Lütfen önce en alttaki koyu kısmı okuyunuz sonra eşinize ya da arkadaşınıza sesli olarak baştan okuyunuz sonunu bildiğiniz için bakalaım okurken gülmekten bayılacak mısınız :o

Bu olay Kayserinin Bunyan ilcesinde yasandi.Olay Alfred Hitchcockun meshur korku filmlerini bile cok gerilerde birakacak kadar tuyler urpertici. Gece bindiginiz otomobilde direksiyonda Kimse yoksa ne yapardiniz?

Kendisi Bunyanli olmayan, politikayla ugrasmis ve halen Kayseride yasayan isadami, 22 subat 2005 tarihinde Bunyan sinirinda, Kayseri Malatya kara yolu uzerinde, bir benzin istasyonuna girer.

Lokantaya Oturur ve orada kalabalik toplulukla birlikte bir ufak raki icer. Yuruyus mesafesindeki Bunyana gitmek icin, lokantadan cikar.Ancak disarisi hem zifiri karanlik hem de korkunc bir kar-tipi firtinasi baslamistir. Benzin istasyonuna yaklasik 300 metre mesafedeki, Bunyana donus yolu kenarina varir. Oradan gecen bir arabaya binip, Bunyana ulasma derdindedir. Firtina daha da siddetlenir. Adam bir-kac adim otesini bile gorememektedir. Gelip-gecen bir araba da yoktur. Nihayet karanliklar icerisinde, hayalet gibi yavas yavas yaklasan bir arabanin iki farini farkeder. Arabanin,tam onunde yavaslamasiyla birlikte hemen arka kapiyi acar ve arabaya biner.Kapiyi kapatir, araba yeniden hareket eder.

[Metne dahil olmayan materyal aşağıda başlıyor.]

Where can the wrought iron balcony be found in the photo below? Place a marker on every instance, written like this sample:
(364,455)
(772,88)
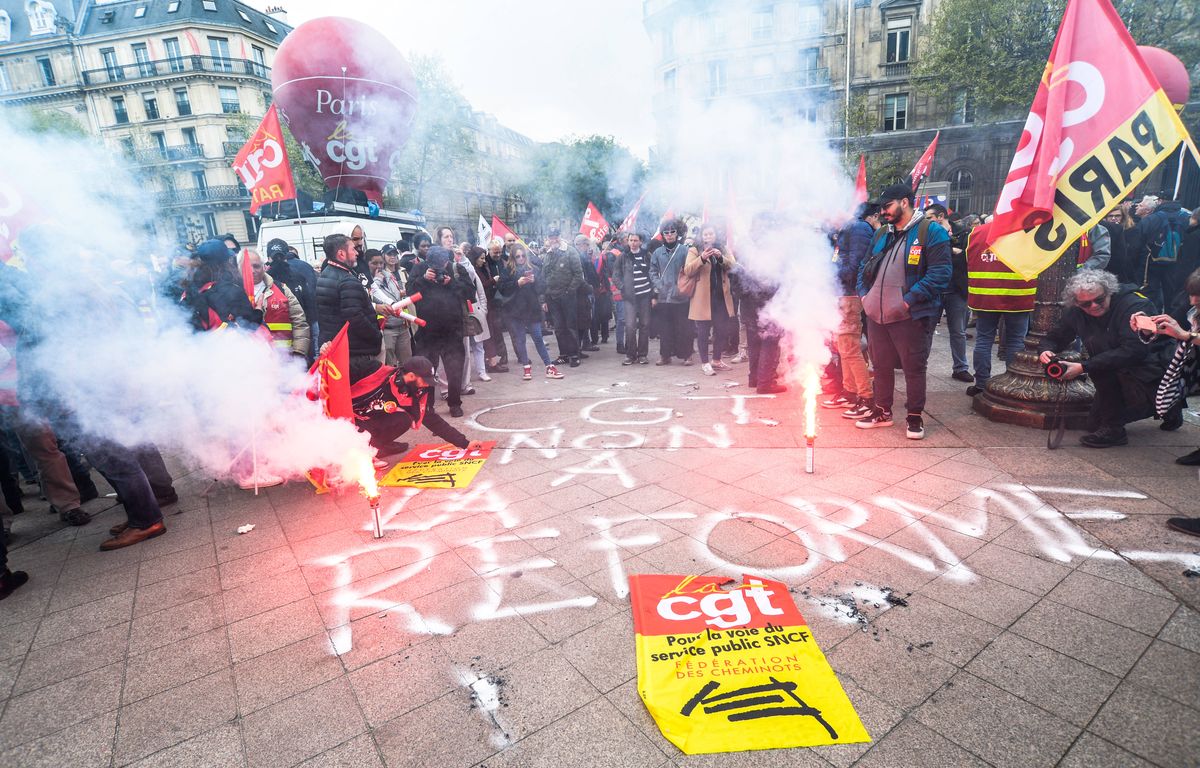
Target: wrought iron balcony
(178,65)
(168,154)
(229,193)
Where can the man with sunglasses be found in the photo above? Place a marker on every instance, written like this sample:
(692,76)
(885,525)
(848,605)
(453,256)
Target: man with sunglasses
(901,282)
(1123,369)
(676,331)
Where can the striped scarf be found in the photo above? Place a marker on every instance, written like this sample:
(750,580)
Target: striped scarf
(1182,372)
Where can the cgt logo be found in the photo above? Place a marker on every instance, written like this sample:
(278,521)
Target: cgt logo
(719,609)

Iceridekilere merhaba demek ister. Ama o da ne? Arabada kimse olmadigi gibi, direksiyonda da kimse yok. Birden panige kapilir. Korkuyla,hemen arabadan atlayip, oradan kosarak uzaklasmak ister ama hem araba hizlanmis, hem de korku ile dizleri baglanmis, hareket edemez hale gelmistir.

Araba keskin bir viraja dogru yaklasir. Adam dua etmeye baslar.Tum gunahlari icin tovbe eder. Arabayi durdurmasi icin Allaha yalvarir. Tam bu esnada, pencereden bir el uzanir ve direksiyonu kivirarak sert virajdan arabanin dogru yola donmesini saglar. Her tehlikeli donemece yaklastikca, Allaha yalvaris ve yakarisi artar ve her seferinde de bir el disaridan uzanip, direksiyonu cevirir. Sonunda kendisini biraz toparlar,ayaklarini kimildatir.

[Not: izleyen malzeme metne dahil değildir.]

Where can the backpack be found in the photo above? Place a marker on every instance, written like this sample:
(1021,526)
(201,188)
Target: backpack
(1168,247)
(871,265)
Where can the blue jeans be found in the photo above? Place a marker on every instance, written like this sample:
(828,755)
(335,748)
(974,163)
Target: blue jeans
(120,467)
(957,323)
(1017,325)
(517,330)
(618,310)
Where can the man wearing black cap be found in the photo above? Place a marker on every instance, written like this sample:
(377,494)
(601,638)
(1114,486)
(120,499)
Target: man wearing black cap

"Ya Allah koru beni..." deyip, kapiyi acmasiyla birlikte, kendisini arabadan disari firlatir. Bir kac takla attiktan sonra, sarampolde kendisine gelir. Defalarca uc Kulfu-bir Elham okuyarak, Bunyana yuruyerek ulasir ve bir kahvehaneye girer. Ustubasi islak ve sok haldedir. Kendisini taniyanlar hemence sobanin basina alirlar.Eline bir cay verirler. Bir muddet sonra kendisine gelir, sesi titreyerek, baºina gelen doga ustu ve korkunc olayi anlatir. Olayi dinleyenler inanmak istemeseler de, anlatan kisinin akli basinda ve toplumsal sorumluluk tasiyan bir pozisyonda oldugunu bildiklerinden, herkeste derin bir sessizlik olusur.

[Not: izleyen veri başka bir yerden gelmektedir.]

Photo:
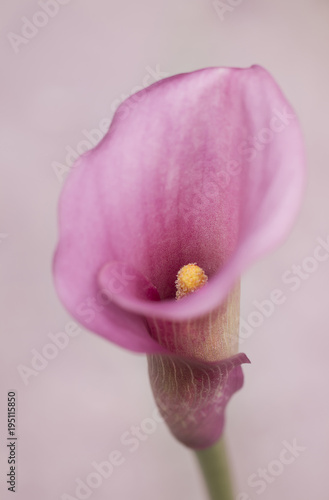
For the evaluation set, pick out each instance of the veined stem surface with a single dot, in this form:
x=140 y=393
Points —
x=216 y=471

Yaklasik yarim saat sonra, ayni kahvehaneye Koyunabdal Koyunden iki kisi girer. Bir masaya oturur ve iki bardak cay soylerler. Bu arada,gelenlerden birisi, digerine sunlari soyler :

-Ahmet baksana, su sobanin basinda oturan gerizekali, bizim araba yolda kalinca, biz arabayi iterken,arabaya binip-inen öküz degil mi?